Summer internships are a good opportunity to gain skills and widen students’ professional networks. Penn’s Career Services resources are available to all Nano-MSE students. Internships are not a formal part of the curriculum, although many students choose to do them. International students will need to consult their ISSS advisor about their specific work eligibility allowances.
Can professionals work and take classes as a student?
Yes. Taking 1-2 courses a semester is the typical load for a working professional.
What are the opportunities to interact with faculty?
Class size will vary from small seminars to larger lectures. Faculty typically hold office hours that allow one-on-one conversations. Students who choose to complete a Master’s thesis will work closely with the faculty member supervising the thesis. Most of the science, engineering and biomedical departments host weekly scientific seminars with local and invited external speakers. There are many opportunities to explore a broad range of topics by attending these talks, most of which have built in time to interact with the speaker.
What are the opportunities and resources for life outside of classes?
Penn has a large, diverse community with many different forums to bring individuals together. A good place to start exploring campus resources is through the Graduate Student Center website. Philadelphia is a vibrant city that provides many options for entertainment and enjoying life beyond academics.
After the Nano-MSE program
What do students do after they graduate?
Recent graduates of our program are working at companies such as Lockheed, Global Foundries, and Goldman Sachs, in technical or managerial areas such as development and exploitation of new nanomaterials, analysis of complex integrated circuits, and technology analysis. Some of our graduates continue on for PhD study; some recent graduates are currently pursuing their PhDs in universities such as Boston University, Georgia Tech, and Penn. Professionals who have completed the program are often eligible for promotions or able to change enter new areas within their companies.
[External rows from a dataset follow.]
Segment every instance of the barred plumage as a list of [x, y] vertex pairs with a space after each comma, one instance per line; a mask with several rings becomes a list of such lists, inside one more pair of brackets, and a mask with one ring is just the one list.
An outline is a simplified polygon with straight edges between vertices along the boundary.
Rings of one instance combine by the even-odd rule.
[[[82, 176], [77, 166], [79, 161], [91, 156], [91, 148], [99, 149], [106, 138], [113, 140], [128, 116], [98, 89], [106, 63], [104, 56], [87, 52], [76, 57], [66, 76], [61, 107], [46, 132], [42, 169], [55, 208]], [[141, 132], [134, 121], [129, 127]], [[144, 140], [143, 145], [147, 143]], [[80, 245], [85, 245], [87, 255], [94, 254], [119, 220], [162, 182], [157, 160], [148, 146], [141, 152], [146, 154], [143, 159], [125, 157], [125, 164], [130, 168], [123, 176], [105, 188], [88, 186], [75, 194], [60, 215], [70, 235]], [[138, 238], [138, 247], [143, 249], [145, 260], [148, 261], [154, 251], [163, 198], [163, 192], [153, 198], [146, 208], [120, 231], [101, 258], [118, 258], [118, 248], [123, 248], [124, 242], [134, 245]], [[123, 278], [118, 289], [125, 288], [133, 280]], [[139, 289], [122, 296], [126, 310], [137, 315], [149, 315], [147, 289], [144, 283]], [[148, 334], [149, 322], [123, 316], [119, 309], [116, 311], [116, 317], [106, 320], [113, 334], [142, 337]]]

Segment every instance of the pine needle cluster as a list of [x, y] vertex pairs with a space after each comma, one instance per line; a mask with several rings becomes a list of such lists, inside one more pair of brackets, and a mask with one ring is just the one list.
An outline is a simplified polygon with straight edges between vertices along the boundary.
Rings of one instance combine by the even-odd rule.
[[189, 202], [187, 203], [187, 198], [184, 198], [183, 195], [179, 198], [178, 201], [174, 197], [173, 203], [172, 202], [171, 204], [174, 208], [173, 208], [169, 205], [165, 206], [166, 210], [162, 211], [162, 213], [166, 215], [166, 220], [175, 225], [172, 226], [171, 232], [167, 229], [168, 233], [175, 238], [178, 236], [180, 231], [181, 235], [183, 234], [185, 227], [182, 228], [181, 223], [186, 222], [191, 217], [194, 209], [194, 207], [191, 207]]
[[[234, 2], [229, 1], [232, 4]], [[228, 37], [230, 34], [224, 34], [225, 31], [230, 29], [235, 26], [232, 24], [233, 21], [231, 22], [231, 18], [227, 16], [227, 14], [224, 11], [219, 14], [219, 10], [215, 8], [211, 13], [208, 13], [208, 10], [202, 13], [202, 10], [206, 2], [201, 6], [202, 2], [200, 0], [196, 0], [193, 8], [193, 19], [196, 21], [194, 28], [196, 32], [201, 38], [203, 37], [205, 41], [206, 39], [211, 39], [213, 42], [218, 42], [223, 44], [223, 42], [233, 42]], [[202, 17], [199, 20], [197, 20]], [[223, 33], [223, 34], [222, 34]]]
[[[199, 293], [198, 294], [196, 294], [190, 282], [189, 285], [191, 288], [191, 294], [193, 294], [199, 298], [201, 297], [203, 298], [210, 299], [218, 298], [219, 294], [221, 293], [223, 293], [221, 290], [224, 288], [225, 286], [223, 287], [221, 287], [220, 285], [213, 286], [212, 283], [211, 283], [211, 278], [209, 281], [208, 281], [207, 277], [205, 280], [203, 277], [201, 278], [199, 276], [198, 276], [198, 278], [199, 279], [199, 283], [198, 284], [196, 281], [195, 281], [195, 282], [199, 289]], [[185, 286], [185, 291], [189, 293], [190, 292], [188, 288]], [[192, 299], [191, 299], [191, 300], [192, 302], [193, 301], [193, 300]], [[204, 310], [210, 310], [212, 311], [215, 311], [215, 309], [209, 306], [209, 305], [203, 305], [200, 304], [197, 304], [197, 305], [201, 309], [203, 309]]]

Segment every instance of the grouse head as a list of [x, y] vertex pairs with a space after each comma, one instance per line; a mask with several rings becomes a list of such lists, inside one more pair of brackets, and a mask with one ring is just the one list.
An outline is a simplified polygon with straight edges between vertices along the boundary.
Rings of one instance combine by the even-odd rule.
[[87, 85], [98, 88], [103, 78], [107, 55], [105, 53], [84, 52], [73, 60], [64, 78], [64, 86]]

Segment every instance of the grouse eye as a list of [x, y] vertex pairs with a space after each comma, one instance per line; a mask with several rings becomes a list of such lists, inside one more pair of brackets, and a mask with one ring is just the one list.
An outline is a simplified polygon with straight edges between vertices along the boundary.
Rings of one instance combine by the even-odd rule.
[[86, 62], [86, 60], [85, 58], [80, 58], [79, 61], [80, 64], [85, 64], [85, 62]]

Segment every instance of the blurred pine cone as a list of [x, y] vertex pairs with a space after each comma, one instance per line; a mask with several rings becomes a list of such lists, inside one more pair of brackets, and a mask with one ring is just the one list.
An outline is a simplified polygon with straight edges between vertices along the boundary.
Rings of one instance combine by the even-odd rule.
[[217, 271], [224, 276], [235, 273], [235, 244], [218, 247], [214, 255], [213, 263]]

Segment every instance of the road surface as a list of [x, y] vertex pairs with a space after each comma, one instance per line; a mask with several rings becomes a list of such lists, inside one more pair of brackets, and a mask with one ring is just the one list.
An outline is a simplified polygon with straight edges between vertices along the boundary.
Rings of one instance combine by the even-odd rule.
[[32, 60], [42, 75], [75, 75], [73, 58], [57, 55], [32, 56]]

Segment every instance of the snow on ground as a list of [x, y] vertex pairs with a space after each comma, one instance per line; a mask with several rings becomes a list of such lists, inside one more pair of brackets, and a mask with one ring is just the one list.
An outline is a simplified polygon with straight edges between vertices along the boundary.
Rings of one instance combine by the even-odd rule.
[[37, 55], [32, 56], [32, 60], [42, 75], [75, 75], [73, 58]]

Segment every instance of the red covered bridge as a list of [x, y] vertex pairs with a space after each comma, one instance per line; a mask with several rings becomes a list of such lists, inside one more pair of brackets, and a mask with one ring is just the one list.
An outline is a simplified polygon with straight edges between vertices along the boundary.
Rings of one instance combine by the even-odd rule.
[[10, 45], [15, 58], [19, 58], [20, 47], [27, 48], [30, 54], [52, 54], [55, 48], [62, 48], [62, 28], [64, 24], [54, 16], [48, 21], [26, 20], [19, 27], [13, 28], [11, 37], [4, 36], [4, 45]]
You can read about some of our alumni here.
Does the Nano-MSE program help you get into a PhD program (and specifically one at Penn)?
The Nano-MSE program gives students a chance to interact with faculty in a variety of departments (e.g., Materials Science, Electrical and Systems Engineering, Chemical and Biological Engineering, Physics, etc.) to learn more about these departments’ people and PhD programs. Nano-MSE students need to apply for Penn PhD programs in the same way all PhD prospective students apply.
Does Penn help you with finding a job?
Penn’s Career Services resources are available to all Nano-MSE students. Once students join the alumni network at Penn, they will also be able to be part of a large and diverse social networking system that can be a great resource for the next career steps.